Step 3: Step 3: the AR Test: Taking a Photo of the Cornea
To begin this test, explain what this test will be doing. Since this test looks similar to the puff of air test, it would be nice to include in your explanation that nothing will blow at them or hurt them in any way. Explain that the patient will need to put their chin onto the chin rest and put their forehead up against the bar. Like the previous test, you may have to adjust the height to suit the patient. Explain to them that this test will take a picture of their eye to measure their cornea. All that they have to do is be still and look at the hot air balloon. Start with the right eye, and move the camera back and forth until you see a circle form around the patients pupil. Then click your button to take the photo.
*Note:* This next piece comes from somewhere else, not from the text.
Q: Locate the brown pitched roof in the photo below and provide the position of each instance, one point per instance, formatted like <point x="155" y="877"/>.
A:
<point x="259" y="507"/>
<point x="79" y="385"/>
It will take three pictures, and it will give you the average of these photos measurements. After you do this successfully, move onto the left eye and then repeat the process. When you are finished, your measurements will pop up onto the screen. The patient may now sit back and you can press "finish" to print your results. Keep these for the doctor.
Step 4: Step 4: Lipiscan - Taking Photos of the Patients Glands
To start this test, explain what you will be doing during this test. This test can make people the most nervous, so it is best to explain beforehand. Explain that during this test you will be slightly pulling down the patient's bottom lids. This will not hurt at all but it will feel weird. This test is to look at the structure of their glands which can test for dry eye. First, have the patient put their chin on their left side of the chin rest. Then, make sure you have room underneath their bottom lid on your screen. This will ensure the picture will contain their entire lower lid. Have the patient look up to the ceiling to make sure that their lashes do not get into the photo. Use your tool to pull down their bottom lid. Then, push it up slightly, so the glands are showing. On your screen, click on the center button to make sure that it is in complete focus. Then, take the photo. Repeat this step with the left eye. After this, press analyze and then save it onto your computer for the doctor. You are now done with this test!
Step 5: Step 5: Blood Pressure
Finally, you must take the patient's blood pressure. Depending on the office, some places do arm cuffs or wrist cuffs. If it is the wrist cuff, have the patient raise their sleeve up to their elbow. Have them then place their elbow onto the table with their wrist up. Put this cuff around their wrist underneath their wrist lines. Press start, and then wait for it to finish reading. Then, remove the cuff and write down these numbers for the doctor. You have now completed the pretesting! Congratulations!